- Kiedyś nasze prababki i babki potrafiły wykonać z masła piękne wielkanocne baranki. Dzięki konkursom wiele starszych kobiet przypomniało sobie tę umiejętność i przekazało swoim córkom i wnukom - cieszy dr Stanisława Trebunia-Staszel, etnograf z Uniwersytetu Jagiellońskiego.
Na konkurs w Białym Dunajcu zgłosiło się kilkadziesiąt najmłodszych górali. Jury, pod przewodnictwem dr Staszel miało wiele pracy. Dodatkowym punktem dla każdego uczestniczka był strój góralski.
- Bardzo mnie cieszy to podtrzymywanie tradycji, dzieci będą wiedziały, co znajduje się w tradycyjnym święconym podhalańskim. Nie będzie pomyłek i nie trafią tam np. żadne króliczki i zajączki czekoladowe - podkreśla dr Staszel.
Laureatami XVIII Wielkanocnej Kosołecki w Białym Dunajcu zostali najmłodsi uczestnicy konkursu: Julia Dorula (2 lata), Marysia Walkosz (2,5 roku), Zuzia i Patrycja Jaróg (po 2,5 roku), Ani i Magdalenna Ślimak (po 3 lata).
Ponadto jury w składzie: przewodnicząca Stanisława Trebunia Staszel, ks. proboszcz Jan Dolasiński, Marianna Łukaszczyk, Helena Świder, Józefa Wrzesień po obejrzeniu 38 koszyczków postanowiło przyznać także nagrody za najpiękniejsze „Kosołecki”, które otrzymali: Marysia Sobańska, Asia Waliczek, Weronika Rzepka, Kacper Jaróg, Wojtuś Bafia, Zuzanna Pawlikowska, Wiktoria, Weronika i Paweł Długi, Madzia Cachro, Michał Pańszczyk , Ania Cudzich, Wiktoria i Natalia Karciarz, Łukasz i Jaś Kosteccy, Ola Waliczek, Michał Para, Zuzia Pawlikowska, Michał Szaflarski, Roksana Gil, Natalia Walkosz, Lidia Dzierzęga, Marta Majerczyk, Zofia Majerczyk, Kasia Pańszczyk, Patrycja Gąsienica, Natalia Pawlikowska, Weronika Pańszczyk, Jaś Pańszczyk, Franuś Kasprzak Kuros, Anna Sobańska, Marcin Kułach.
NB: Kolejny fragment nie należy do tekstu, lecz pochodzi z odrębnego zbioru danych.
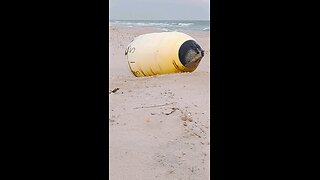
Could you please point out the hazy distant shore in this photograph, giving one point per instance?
(165, 142)
(163, 25)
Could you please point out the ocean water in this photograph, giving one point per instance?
(165, 25)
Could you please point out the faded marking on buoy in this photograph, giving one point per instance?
(152, 71)
(175, 65)
(142, 72)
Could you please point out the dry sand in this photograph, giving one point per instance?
(158, 126)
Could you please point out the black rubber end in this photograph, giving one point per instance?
(189, 52)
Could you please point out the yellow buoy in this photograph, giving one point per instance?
(163, 53)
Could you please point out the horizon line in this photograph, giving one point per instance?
(159, 19)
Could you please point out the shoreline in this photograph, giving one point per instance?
(171, 138)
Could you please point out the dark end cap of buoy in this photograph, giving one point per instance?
(190, 54)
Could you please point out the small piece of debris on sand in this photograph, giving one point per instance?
(114, 90)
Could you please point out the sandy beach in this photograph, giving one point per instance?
(159, 126)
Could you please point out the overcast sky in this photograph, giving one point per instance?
(159, 9)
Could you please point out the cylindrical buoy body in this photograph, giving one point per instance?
(163, 53)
Konkurs na "Wielkanocną Kosołeckę" odbył się też w witowiańskiej parafii księży salezjanów. Przewodniczącą jury była Kazimiera Bzdyk, a organizatorem Gminny Ośrodek Kultury w Kościelisku. I miejsce zajęła Julia Granat z Witowa.
Zanim jury zabrało się do pracy, w pięknym drewnianym witowiańskim kościele zostały poświęcone pokarmy przyniesione przez górali i turystów.
Czas świąteczny na Podhalu przebiega w zimowych warunkach. Co jakiś czas pada śnieg, słońce pojawia się tylko momentami. W niektórych miejscach warunki na drogach są bardzo trudne, np. w okolicach Zębu.